# [Q] CWR 5.0.2.1. Change text color?



## OnlyZuul (Jun 10, 2011)

I noticed the text changed color in the newest update to CWR.
I was just wondering if there was anyway you could choose your own color, and If you can choose your own background image.

Thanks.


----------



## DrPepperLives (Aug 2, 2011)

I don't think so. The text color changes with every major release. All 5.0s are going to be light blue, probably.


----------



## hydr0nem (Aug 20, 2011)

What's crazy is if you tilt your phone, the blue changes to a light green. Maybe thats unintentional but its cool. Lol


----------



## superchilpil (Jul 11, 2011)

"hydr0nem said:


> What's crazy is if you tilt your phone, the blue changes to a light green. Maybe thats unintentional but its cool. Lol


What's also crazier is if you tilt your phone to the left the screen gets a reddish tint, then looks greener when back to normal
And tilting it to the right it seems more blueish  I've had two thunderbolts ans both do this
It bothers the crap out of me because it wasn't like that on mmy previous phone the DINC


----------



## smitty870 (Jun 10, 2011)

It's also hard to read that color of blue

Sent from my thunderbolt using Forum Runner while on the crapper at McDonald's.


----------



## Mustang302LX (Jun 28, 2011)

smitty870 said:


> It's also hard to read that color of blue
> 
> Sent from my thunderbolt using Forum Runner while on the crapper at McDonald's.

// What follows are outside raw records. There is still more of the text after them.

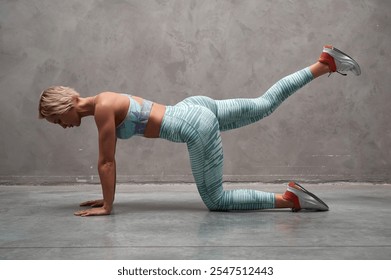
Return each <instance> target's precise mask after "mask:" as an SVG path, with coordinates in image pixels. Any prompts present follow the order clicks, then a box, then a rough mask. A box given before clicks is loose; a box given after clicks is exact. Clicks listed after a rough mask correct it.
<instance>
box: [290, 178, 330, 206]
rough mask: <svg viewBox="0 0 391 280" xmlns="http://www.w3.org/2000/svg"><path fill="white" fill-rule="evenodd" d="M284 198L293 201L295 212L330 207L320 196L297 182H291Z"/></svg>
mask: <svg viewBox="0 0 391 280" xmlns="http://www.w3.org/2000/svg"><path fill="white" fill-rule="evenodd" d="M283 198H284V199H286V200H289V201H292V202H293V205H294V206H293V208H292V211H293V212H298V211H300V210H301V209H305V210H313V211H328V210H329V207H328V206H327V204H326V203H324V202H323V201H322V200H321V199H320V198H319V197H317V196H316V195H314V194H313V193H311V192H309V191H307V190H306V189H305V188H303V187H302V186H300V185H299V184H297V183H295V182H289V185H288V188H287V190H286V192H285V193H284V195H283Z"/></svg>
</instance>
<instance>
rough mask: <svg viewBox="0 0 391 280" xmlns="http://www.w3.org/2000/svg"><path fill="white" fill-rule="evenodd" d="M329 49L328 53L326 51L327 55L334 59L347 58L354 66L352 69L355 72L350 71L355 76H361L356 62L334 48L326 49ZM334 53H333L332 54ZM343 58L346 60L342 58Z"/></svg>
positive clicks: (348, 56) (353, 71)
mask: <svg viewBox="0 0 391 280" xmlns="http://www.w3.org/2000/svg"><path fill="white" fill-rule="evenodd" d="M327 49H329V51H327V53H328V54H330V55H331V56H333V55H334V56H336V58H341V59H346V58H348V59H349V60H350V62H351V63H352V64H353V65H354V69H355V70H356V71H352V72H353V73H354V74H355V75H356V76H360V75H361V68H360V65H358V63H357V61H355V60H354V59H353V58H352V57H350V56H349V55H347V54H346V53H344V52H343V51H341V50H339V49H337V48H335V47H331V48H327ZM333 52H334V53H333ZM344 56H345V57H346V58H344Z"/></svg>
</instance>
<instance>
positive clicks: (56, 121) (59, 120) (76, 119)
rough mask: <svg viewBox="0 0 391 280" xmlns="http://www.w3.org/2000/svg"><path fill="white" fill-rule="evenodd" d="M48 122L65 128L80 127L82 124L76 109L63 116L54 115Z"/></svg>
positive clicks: (69, 111)
mask: <svg viewBox="0 0 391 280" xmlns="http://www.w3.org/2000/svg"><path fill="white" fill-rule="evenodd" d="M46 120H47V121H48V122H51V123H54V124H58V125H60V126H62V127H63V128H68V127H74V126H80V123H81V118H80V116H79V115H78V114H77V112H76V110H75V109H74V108H72V109H70V110H69V111H67V112H65V113H64V114H61V115H53V116H49V117H46Z"/></svg>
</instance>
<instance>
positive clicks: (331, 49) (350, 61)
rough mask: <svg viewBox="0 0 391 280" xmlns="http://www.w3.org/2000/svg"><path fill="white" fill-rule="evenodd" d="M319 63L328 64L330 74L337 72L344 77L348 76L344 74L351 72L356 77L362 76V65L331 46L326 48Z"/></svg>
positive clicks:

I couldn't disagree more. I like it its a nice change of pace.

Sent from my Thunderbolt running CyanogenMod 7 using the Tapatalk app.


----------



## jdkoreclipse (Jun 16, 2011)

If I have any spare time, I could whip up a few different colored cwm5's, assuming kush pushed his source.

Edit: koush not kush


----------



## ThunderRootedDragon (Sep 1, 2011)

"jdkoreclipse said:


> Edit: koush not kush


Haha...


----------



## ZuneNinja! (Aug 18, 2011)

+1? Oh wait...


----------